A Multimodal Human-Machine Communication Platform
An internal, pluriannual "Program Action" conducted in the framework of the "Intelligent Machines and Structures" priority program of the CNRS SPI Department and of the SHS-SPI cooperative "Cognition, Intelligent Communication and Linguistic Enginering" and "Production Systems" programs has started. The topic of this action is Multimodal Communication, and therefore covers the full scope of the department. It includes stereovision scene analysis, 3D modelling, language analysis and knowledge (including time and space) representation, spoken and gestual communication. It implies the building, structuring and management of multimodal databases. It is foreseen to use the evaluation paradigm in order to measure the progress of research, and to compare methods on the same basis. In complement, it will aim to answer a need expressed by researchers in their own scientific area: the need to be able to test hypotheses with a set of up-to-date and integrated experimental tools (basic research), or the need to objectively evaluate algorithms in a modular standard environment (technological research).

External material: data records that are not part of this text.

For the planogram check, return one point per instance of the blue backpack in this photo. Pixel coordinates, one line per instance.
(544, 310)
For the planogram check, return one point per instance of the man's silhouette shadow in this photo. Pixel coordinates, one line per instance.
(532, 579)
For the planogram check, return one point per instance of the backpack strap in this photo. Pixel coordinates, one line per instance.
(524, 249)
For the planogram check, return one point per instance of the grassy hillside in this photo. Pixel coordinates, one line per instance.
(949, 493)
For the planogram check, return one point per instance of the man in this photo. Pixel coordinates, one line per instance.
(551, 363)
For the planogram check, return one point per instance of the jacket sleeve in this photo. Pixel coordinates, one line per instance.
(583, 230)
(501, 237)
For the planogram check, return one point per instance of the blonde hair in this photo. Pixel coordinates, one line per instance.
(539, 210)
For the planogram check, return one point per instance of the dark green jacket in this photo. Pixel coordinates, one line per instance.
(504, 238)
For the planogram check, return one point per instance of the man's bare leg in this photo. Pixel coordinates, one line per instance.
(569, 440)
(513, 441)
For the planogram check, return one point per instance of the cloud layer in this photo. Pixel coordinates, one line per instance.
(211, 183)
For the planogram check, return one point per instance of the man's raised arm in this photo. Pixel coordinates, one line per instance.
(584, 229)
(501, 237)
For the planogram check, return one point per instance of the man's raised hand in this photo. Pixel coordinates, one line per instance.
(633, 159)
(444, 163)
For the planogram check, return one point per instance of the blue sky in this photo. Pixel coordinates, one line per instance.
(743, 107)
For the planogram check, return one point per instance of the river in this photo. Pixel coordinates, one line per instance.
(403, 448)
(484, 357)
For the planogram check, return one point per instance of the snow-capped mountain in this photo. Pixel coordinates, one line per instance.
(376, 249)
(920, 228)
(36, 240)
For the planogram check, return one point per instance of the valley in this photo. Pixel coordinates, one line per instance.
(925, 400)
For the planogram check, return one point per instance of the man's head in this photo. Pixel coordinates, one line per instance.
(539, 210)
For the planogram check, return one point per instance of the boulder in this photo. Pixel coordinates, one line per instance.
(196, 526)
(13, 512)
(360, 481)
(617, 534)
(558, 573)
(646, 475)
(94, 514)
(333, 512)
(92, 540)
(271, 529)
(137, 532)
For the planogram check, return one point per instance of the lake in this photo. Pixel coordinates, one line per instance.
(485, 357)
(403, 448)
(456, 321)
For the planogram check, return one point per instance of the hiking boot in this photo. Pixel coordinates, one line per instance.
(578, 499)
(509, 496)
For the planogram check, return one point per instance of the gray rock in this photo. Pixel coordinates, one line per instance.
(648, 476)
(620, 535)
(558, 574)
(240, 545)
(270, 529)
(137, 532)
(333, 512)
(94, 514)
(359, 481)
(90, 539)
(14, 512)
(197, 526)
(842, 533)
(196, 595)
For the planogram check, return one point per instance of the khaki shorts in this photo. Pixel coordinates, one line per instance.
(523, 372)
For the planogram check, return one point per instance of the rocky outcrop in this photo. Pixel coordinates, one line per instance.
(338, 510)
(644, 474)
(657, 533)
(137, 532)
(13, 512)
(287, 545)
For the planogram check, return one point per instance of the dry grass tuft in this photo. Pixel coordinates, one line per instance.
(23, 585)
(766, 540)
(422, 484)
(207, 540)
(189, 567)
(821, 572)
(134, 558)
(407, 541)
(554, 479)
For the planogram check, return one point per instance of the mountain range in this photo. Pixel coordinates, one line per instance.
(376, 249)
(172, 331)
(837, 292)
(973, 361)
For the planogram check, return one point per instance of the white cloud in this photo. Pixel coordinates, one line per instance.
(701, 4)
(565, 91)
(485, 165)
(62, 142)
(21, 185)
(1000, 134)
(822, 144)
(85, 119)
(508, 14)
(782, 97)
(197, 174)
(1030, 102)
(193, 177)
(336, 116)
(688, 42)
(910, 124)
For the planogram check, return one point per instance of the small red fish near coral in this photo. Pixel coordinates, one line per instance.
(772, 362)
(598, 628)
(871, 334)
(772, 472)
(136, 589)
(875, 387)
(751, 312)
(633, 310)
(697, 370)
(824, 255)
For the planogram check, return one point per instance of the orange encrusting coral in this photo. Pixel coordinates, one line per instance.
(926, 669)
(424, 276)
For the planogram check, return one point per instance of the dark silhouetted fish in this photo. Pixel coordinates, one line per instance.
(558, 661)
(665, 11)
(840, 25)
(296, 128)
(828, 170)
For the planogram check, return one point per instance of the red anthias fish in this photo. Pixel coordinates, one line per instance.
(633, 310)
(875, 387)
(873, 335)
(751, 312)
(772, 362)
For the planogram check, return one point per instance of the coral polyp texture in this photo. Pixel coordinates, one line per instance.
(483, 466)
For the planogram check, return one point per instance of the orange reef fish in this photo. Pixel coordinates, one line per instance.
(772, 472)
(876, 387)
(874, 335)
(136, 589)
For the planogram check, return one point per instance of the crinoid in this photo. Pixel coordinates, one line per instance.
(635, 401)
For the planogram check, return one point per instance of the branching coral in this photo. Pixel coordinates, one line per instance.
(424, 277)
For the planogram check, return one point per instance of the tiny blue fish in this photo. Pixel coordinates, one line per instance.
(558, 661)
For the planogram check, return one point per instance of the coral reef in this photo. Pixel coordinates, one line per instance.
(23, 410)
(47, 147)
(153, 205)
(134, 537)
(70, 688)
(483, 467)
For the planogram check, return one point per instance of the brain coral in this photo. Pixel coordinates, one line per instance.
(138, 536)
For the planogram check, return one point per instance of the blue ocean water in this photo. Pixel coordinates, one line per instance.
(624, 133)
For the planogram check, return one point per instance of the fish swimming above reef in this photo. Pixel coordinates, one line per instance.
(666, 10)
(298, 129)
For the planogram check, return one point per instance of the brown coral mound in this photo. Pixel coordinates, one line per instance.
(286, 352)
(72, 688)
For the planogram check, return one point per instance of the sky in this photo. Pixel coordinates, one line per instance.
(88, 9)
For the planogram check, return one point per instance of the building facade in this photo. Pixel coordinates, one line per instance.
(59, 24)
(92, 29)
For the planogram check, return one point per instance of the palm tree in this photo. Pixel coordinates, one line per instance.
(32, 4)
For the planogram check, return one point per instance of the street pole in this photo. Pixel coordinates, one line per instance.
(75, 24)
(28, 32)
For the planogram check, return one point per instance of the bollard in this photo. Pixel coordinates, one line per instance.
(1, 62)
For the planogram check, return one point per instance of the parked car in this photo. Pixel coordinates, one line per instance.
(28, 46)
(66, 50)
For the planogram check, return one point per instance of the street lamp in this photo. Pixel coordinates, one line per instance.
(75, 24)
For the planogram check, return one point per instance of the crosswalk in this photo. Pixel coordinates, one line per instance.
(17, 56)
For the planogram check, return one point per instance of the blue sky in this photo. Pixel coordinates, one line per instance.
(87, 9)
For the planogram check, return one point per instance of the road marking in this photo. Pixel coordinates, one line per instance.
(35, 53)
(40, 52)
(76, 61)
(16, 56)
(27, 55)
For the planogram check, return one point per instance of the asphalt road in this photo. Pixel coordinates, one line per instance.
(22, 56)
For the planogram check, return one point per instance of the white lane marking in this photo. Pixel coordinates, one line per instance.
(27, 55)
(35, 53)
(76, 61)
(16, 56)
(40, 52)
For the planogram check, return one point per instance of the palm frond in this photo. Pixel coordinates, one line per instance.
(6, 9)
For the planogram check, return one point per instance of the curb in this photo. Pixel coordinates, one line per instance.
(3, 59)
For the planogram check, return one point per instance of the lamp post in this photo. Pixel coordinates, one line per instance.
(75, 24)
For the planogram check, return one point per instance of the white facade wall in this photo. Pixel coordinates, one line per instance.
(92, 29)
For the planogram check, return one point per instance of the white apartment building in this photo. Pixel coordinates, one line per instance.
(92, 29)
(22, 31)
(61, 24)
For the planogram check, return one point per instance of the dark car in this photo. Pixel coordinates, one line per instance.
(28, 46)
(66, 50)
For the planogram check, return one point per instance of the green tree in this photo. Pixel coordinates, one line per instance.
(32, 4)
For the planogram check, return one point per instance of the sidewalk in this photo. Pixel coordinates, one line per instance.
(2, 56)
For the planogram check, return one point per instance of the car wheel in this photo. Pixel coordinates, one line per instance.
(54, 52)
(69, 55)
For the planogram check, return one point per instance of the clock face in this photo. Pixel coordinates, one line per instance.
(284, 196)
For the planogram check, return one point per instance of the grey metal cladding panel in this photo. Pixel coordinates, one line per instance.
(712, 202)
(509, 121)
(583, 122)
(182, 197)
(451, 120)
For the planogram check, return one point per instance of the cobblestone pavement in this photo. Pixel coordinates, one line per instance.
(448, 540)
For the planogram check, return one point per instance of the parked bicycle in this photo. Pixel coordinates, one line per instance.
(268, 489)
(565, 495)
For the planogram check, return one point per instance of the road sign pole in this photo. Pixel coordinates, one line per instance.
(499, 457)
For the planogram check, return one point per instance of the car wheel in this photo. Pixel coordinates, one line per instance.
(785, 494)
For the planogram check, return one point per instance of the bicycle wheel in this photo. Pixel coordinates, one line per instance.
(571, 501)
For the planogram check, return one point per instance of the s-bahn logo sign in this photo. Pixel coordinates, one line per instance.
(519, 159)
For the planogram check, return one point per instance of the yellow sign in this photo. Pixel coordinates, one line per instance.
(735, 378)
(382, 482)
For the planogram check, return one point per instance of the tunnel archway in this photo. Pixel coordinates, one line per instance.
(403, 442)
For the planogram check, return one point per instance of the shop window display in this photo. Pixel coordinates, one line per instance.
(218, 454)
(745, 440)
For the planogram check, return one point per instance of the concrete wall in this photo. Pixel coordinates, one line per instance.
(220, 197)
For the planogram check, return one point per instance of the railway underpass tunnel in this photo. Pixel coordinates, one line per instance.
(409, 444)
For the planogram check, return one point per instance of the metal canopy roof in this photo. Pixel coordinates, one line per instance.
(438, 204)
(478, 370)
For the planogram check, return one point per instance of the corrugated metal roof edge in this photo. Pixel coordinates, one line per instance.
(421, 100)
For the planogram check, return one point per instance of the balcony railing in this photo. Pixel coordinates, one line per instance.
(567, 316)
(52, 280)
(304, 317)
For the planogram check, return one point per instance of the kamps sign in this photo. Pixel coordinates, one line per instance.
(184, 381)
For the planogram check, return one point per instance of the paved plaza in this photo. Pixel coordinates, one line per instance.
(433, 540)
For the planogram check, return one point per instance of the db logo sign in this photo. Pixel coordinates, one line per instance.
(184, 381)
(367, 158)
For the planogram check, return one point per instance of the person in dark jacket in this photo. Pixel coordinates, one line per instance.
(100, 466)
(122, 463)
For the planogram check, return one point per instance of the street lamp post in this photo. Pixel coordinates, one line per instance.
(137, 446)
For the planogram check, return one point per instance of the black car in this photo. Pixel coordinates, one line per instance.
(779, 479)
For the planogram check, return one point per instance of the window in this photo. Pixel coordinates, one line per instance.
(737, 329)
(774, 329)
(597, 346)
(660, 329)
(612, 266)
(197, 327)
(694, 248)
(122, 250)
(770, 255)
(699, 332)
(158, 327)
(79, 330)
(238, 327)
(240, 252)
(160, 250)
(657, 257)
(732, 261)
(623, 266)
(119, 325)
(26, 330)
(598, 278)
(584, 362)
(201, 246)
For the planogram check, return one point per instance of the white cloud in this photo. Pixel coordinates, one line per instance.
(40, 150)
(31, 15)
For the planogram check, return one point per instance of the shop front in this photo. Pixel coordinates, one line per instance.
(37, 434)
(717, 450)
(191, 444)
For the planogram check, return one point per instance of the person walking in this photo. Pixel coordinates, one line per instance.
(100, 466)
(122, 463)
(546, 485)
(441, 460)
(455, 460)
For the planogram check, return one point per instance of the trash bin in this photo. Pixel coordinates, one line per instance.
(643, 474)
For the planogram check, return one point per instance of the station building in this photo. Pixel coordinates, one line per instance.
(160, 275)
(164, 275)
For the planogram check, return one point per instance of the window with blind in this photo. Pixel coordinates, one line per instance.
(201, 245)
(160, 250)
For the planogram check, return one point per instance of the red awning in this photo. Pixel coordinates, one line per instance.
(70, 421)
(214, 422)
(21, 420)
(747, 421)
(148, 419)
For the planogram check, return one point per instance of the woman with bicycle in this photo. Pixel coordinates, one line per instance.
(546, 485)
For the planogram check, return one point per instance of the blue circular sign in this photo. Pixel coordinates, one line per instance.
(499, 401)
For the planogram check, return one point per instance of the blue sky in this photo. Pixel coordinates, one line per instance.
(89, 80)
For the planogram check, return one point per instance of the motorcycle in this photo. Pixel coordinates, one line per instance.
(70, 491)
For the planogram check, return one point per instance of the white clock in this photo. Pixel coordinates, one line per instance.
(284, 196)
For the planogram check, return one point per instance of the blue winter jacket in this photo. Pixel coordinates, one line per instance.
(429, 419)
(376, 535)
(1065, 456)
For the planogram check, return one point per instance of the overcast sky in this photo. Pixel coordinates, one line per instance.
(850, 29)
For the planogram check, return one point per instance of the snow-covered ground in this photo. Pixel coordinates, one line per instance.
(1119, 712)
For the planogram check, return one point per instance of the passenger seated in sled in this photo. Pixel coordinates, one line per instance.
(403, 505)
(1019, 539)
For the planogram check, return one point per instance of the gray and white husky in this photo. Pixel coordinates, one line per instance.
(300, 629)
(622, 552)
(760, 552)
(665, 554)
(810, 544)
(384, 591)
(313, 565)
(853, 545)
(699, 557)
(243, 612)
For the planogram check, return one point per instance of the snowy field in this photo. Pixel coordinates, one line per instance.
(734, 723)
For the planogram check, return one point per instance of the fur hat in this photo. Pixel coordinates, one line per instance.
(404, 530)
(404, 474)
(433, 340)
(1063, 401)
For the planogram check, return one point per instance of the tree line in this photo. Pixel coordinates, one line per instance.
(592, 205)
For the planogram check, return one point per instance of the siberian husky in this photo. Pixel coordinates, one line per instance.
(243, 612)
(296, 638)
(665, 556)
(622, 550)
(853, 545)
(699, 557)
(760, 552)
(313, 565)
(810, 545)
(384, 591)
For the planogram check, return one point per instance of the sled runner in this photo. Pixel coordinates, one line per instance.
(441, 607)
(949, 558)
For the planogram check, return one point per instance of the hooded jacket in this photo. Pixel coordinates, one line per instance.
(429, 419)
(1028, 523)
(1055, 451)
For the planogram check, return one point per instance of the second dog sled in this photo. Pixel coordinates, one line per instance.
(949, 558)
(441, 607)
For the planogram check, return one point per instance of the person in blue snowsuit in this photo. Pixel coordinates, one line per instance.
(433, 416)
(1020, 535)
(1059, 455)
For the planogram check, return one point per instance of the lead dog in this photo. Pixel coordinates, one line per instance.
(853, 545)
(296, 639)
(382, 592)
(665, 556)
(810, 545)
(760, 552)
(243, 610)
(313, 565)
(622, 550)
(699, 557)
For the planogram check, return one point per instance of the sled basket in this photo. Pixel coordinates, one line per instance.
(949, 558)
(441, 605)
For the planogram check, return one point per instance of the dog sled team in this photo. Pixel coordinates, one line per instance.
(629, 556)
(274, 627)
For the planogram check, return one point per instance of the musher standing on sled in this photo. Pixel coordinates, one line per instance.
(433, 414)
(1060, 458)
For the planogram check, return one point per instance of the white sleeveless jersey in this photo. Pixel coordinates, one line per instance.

In the first phase, we installed a committee headed by J.S. Liénard, who chaired the "Human-Machine Communication" CNRS COST Committee which proposed the platform concept. In that phase, the communication modalities, both for input and output, have been identified, together with a terminology of that domain. In the second phase, an action committee has been created, headed by F. Néel which includes representatives from each group of the HMC department. Generic applications have been proposed and a software environment has been selected. This action may extend to other laboratories in the framework of a Competence Network, and industrial companies can also participate. Coordination with national, European and international actions is aimed at in order to share the effort of research. This should lead to major contributions on very challenging questions: How to obtain the collaboration of Engineering Sciences researchers (computer scientists and signal processing specialists) with linguists and psychologists on common projects? How to obtain collaboration of written language and spoken language specialists? How to integrate various communication modes on a single platform ? What are the links between various modes? How can they cooperate to create meaning? How to use the evaluation paradigm to improve the national research in this area? Which products can be designed to answer the demands of society regarding user-machine communication? What will be the socio-economic output ?
The "Human-Machine Communication" Department has restructured in 1995. The resulting new structure allows for a better balance between the groups, by focusing the activities on spoken language processing on that specific topic and by reinforcing the "Non Verbal Communication" group with activities in the field of multimodality (dialog structures and connectionist models for perception-action relationship). The new structure came into existence in January 1995, together with a a reorganization of transversal actions (Multimodal Human-Machine Communication Platform, seminars and reading meetings, language resources, servers and evaluation means).